The terminal device 101 may communicate with the server 102 through a wireless network such as 3G (third generation mobile information technology), 4G (fourth generation mobile information technology), 5G (fifth generation mobile information technology), and the like, which is not limited herein.
In order to solve the problems in the prior art, embodiments of the present application propose a character line manuscript generation method, a character line manuscript generation device, an electronic device, and a computer readable storage medium, which will be described in detail below.
Referring to fig. 2, fig. 2 is a flowchart illustrating a character line-script generation method according to an exemplary embodiment of the present application. The method may be applied to the implementation environment shown in fig. 1 and specifically executed by the terminal device 101 in the implementation environment. It should be understood that the method may be applied to other exemplary implementation environments and is specifically executed by devices in other implementation environments, and the embodiment does not limit the implementation environment to which the method is applied.
Referring to fig. 2, fig. 2 is a flowchart of an exemplary method for generating a character line script according to the present application, where the method for generating a character line script at least includes steps S210 to S220, and the following steps are introduced in detail:
step S210, obtaining a target person picture;
step S220, inputting the target character picture into a character sketch model trained in advance, and converting the target character picture through the character sketch model to obtain a character sketch; as shown in fig. 3, the method for training a character line script model includes:
step 2201, acquiring a character picture and a character line draft corresponding to the character picture;
step 2202, inputting a character picture into a generator of a character line script model, generating a line drawing corresponding to the character picture, and inputting a character line script corresponding to the line drawing and the character picture into a discriminator of the character line script model;
step S2203, calculating a first loss function, a second loss function and a third loss function respectively, where the first loss function is a loss function of a generator, the second loss function is used to represent an error between the character line drawing and the line drawing, and the third loss function is a loss function of a discriminator;
step S2204, performing weighted summation on the first loss function, the second loss function, and the third loss function to obtain a total loss function;
step S2205, iteratively updating the parameters of the generator and the discriminator to make the total loss function reach a preset condition, so as to complete the training of the character line draft model.

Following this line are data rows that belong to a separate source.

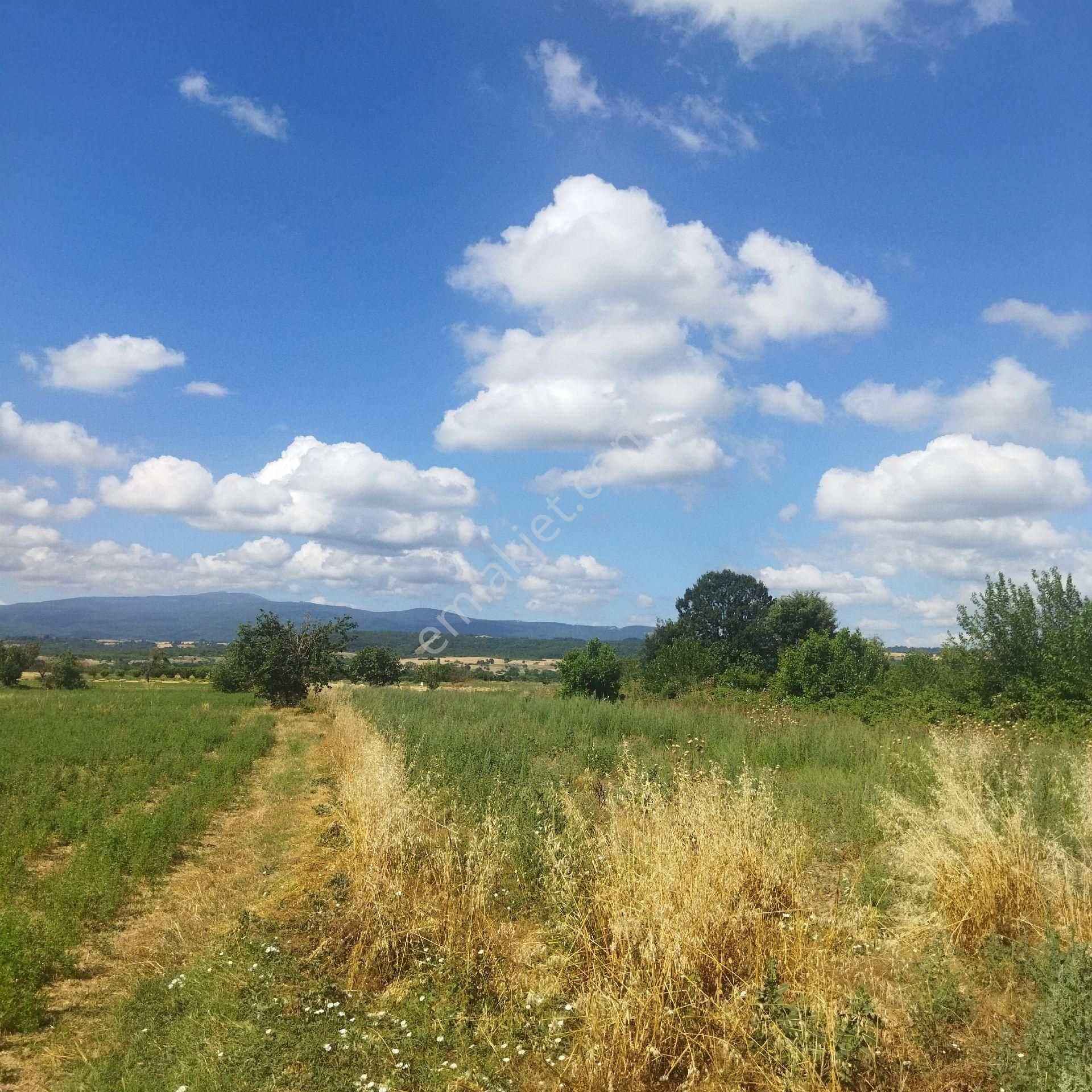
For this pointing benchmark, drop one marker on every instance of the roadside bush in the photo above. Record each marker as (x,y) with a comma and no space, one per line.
(64,674)
(431,674)
(283,663)
(228,676)
(1031,648)
(1056,1052)
(822,668)
(792,617)
(679,668)
(594,672)
(377,667)
(14,660)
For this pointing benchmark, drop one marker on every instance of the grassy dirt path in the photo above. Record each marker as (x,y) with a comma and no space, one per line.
(248,851)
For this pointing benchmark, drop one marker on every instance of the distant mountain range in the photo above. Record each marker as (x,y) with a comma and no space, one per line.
(216,616)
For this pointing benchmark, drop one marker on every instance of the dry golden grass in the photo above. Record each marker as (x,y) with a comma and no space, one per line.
(409,878)
(664,911)
(682,902)
(978,863)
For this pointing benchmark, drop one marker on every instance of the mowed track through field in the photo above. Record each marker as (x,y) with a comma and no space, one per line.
(236,862)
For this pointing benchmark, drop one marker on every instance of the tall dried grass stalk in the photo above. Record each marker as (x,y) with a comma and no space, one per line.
(404,876)
(978,862)
(674,904)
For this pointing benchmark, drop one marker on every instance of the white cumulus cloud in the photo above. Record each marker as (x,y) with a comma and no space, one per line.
(1011,402)
(568,86)
(104,364)
(756,26)
(616,293)
(343,491)
(790,401)
(15,504)
(955,478)
(55,444)
(840,588)
(1037,319)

The respective steps are explained in detail below.
In step S210, a target person picture is acquired;
the target person picture may be a picture taken by a camera or a picture downloaded through a network, and the embodiment does not limit the manner of obtaining the picture.
In step S220, inputting the target character image into a pre-trained character sketch model, and converting the target character image through the character sketch model to obtain a character sketch;
and taking the target character picture as the input of the character line draft model, and converting the target character picture through the character line draft model to obtain the character line draft.
It should be noted that the character line-script model is trained in advance and then deployed on the corresponding server or terminal device.
In step S2201, a person picture and a person line script corresponding to the person picture are acquired;
the character line script and the character pictures can be provided by professional artists, and the character line script is well aligned with the character pictures, which is helpful for researching the drawing creation of the character line script.
In step S2202, a character picture is input to a generator of a character line drawing model, a line drawing corresponding to the character picture is generated, and a character line drawing corresponding to the line drawing and the character picture is input to a discriminator of the character line drawing model;
character line art describes the clear and key features of a character in the form of representations of structure lines. Thus, geometric and semantic information play a significant role in synthesizing important details in a picture. Although the U-net framework with Skip-connection mainly adopted by Pix2Pix, cycle GAN and the like can be used as an image translation model to generate character scripts, the models only combine feature maps with the same proportion in the encoding and decoding stages, and lack fusion of geometric and semantic information, which limits the generation quality. Therefore, in order to propagate the geometric and semantic information step by step into the output line draft, the present embodiment uses a simple and effective framework-across scale dense skip connection module as the core of the generator, which is defined as a geometric and semantic union generator, and is used in the description of the generator below.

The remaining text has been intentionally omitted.